Published: 20 August 2025 | The English Chronicle Desk
A leading think tank has warned that stark inequalities in England’s education system are widening, with pupils in London outperforming children in other parts of the country at an accelerating rate. The Institute for Government (IfG) says that despite repeated pledges to narrow the attainment gap, successive governments have failed to produce a credible strategy to address what it describes as a growing crisis in fairness and opportunity.
The report highlights that educational inequalities, already entrenched before Covid, have “grown wider and more pronounced” since the pandemic. The disruption of lockdowns, the uneven provision of remote learning, and the persistent challenges facing disadvantaged pupils have deepened divisions both regionally and socially. While London continues to record above-average results, children in parts of the North and Midlands remain significantly behind their peers.
New data underscores the scale of the divide. The average Key Stage 4 attainment rate — the proportion of pupils achieving at least a pass in English and Maths GCSEs — stands at 65 per cent nationally. Yet in Knowsley, a deprived area in Merseyside, that figure drops to 40 per cent, while in the affluent borough of Richmond upon Thames in west London it rises as high as 83 per cent. The story is similar at primary level. Last year, 69 per cent of pupils in London met expected standards at Key Stage 2, compared with just 61 per cent nationally. Between 2019 and 2024, national KS2 attainment fell from 65 per cent to 61 per cent, with mathematics and writing suffering the sharpest declines. London, by contrast, recorded only a two-point drop, widening the attainment gap with the rest of England from six to nine percentage points.
The disparities are not only regional but also social. The gap in GCSE outcomes between disadvantaged and non-disadvantaged students has widened in most local authorities since 2019, according to the IfG. Although the government has committed to “closing gaps in outcomes” for children on free school meals and pupils with special educational needs and disabilities, the think tank argues that no clear or coherent plan has been set out to achieve these goals.
Some measures have been introduced. Earlier this year, ministers expanded free school meal provision to an additional half a million children, claiming this would lift 100,000 pupils out of poverty and save families up to £500 annually. But critics say such interventions do not go far enough to address systemic inequalities. Caroline Voaden, Liberal Democrat MP for South Devon and member of the Commons education select committee, said funding disparities between regions remain stark.
“A Camden school is paid nearly three times as much as a school in Devon for every child with additional needs on their roll,” she said. “So they can afford more teaching assistants, more specialist help, better facilities, extracurricular activities, healthier food, music, arts and sport specialists. Is it any wonder that children outside of London are missing out? Frankly, it’s a scandal.”

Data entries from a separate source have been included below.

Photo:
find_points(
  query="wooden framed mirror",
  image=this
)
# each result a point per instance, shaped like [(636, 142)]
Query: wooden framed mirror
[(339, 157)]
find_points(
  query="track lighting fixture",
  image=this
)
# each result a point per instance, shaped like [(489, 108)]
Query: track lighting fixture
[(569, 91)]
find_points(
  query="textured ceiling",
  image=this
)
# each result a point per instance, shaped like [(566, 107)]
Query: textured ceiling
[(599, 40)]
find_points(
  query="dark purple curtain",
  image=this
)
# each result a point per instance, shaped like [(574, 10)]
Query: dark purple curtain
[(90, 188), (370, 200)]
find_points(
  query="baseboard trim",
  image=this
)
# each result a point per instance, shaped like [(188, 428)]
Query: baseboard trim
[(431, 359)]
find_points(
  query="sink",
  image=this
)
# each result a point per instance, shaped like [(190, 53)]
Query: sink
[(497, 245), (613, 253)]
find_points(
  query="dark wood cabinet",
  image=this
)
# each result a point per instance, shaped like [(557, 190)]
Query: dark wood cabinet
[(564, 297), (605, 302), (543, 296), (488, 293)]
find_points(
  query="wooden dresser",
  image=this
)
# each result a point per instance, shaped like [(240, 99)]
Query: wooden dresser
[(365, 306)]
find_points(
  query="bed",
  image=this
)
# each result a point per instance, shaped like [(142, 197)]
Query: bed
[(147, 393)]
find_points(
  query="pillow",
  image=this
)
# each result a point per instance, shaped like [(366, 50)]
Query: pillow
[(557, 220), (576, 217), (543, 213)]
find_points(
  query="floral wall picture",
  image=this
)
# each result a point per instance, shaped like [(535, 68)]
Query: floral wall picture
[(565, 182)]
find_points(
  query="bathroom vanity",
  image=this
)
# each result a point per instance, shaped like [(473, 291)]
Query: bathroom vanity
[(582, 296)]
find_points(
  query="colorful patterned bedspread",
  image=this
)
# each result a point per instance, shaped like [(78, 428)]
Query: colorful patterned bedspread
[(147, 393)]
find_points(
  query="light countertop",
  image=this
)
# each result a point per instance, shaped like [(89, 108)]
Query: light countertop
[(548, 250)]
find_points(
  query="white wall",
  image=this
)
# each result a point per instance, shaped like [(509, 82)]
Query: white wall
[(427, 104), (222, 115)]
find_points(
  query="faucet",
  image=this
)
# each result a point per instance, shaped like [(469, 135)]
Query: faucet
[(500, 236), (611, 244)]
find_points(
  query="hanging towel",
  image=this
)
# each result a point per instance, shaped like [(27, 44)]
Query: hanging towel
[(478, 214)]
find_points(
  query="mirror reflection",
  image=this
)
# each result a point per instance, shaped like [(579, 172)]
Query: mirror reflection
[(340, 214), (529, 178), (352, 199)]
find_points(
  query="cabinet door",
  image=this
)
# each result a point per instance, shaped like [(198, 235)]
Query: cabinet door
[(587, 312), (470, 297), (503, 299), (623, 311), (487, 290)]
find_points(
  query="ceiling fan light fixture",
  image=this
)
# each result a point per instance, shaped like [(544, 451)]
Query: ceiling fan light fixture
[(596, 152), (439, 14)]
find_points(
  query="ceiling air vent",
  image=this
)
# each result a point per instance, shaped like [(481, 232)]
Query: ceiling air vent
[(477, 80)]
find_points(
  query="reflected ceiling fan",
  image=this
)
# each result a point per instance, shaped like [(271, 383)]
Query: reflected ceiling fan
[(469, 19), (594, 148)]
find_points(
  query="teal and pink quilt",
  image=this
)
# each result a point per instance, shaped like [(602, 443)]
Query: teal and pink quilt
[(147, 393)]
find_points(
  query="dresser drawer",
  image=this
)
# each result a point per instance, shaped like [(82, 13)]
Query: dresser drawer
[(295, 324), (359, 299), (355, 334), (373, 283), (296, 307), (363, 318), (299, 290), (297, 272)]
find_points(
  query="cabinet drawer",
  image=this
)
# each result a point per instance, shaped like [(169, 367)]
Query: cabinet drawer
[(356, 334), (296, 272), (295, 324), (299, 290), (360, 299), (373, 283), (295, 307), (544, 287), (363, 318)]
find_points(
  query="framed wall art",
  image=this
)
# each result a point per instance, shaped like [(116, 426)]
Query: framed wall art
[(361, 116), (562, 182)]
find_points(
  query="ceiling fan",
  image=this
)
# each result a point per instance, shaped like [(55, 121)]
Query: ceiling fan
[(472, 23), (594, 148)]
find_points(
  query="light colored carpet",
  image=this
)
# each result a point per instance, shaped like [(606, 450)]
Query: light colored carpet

Education charities have echoed these concerns. James Toop, chief executive of Teach First, warned that the pandemic had “set back a generation” and that disadvantaged pupils were paying the highest price. “Progress since then has been limited, with inequalities continuing to grow,” he said. “The government must do all it can to deliver on its mission, starting by attracting and incentivising the brightest and best teachers to work where they are needed most.”
The IfG report suggests that London’s advantage is partly structural: its diverse demographic mix, combined with the capital’s appeal as a place to live and work, makes it easier to attract highly qualified teachers. But it also identifies absenteeism as a critical challenge. Government data shows that nearly 150,000 pupils were classified as “severely absent” in autumn 2024, meaning they missed at least half of all school sessions.
Amber Dellar, an IfG researcher and author of the report, said: “The pandemic has undone much of the last decade’s progress in tackling educational inequalities, leaving some areas and groups of children far behind. The government’s opportunity mission is a good starting point, but it lacks a clear vision for delivery. Any serious plan must focus on reducing high absence rates and helping schools share what works in supporting disadvantaged pupils.”
As tens of thousands of students across England, Wales and Northern Ireland prepare to receive their GCSE results this week, the findings will add to pressure on ministers to explain how they plan to narrow the gulf between the country’s best-performing and most disadvantaged regions. For now, the evidence suggests that where a child lives continues to play a decisive role in their educational outcomes — and the gap is only widening.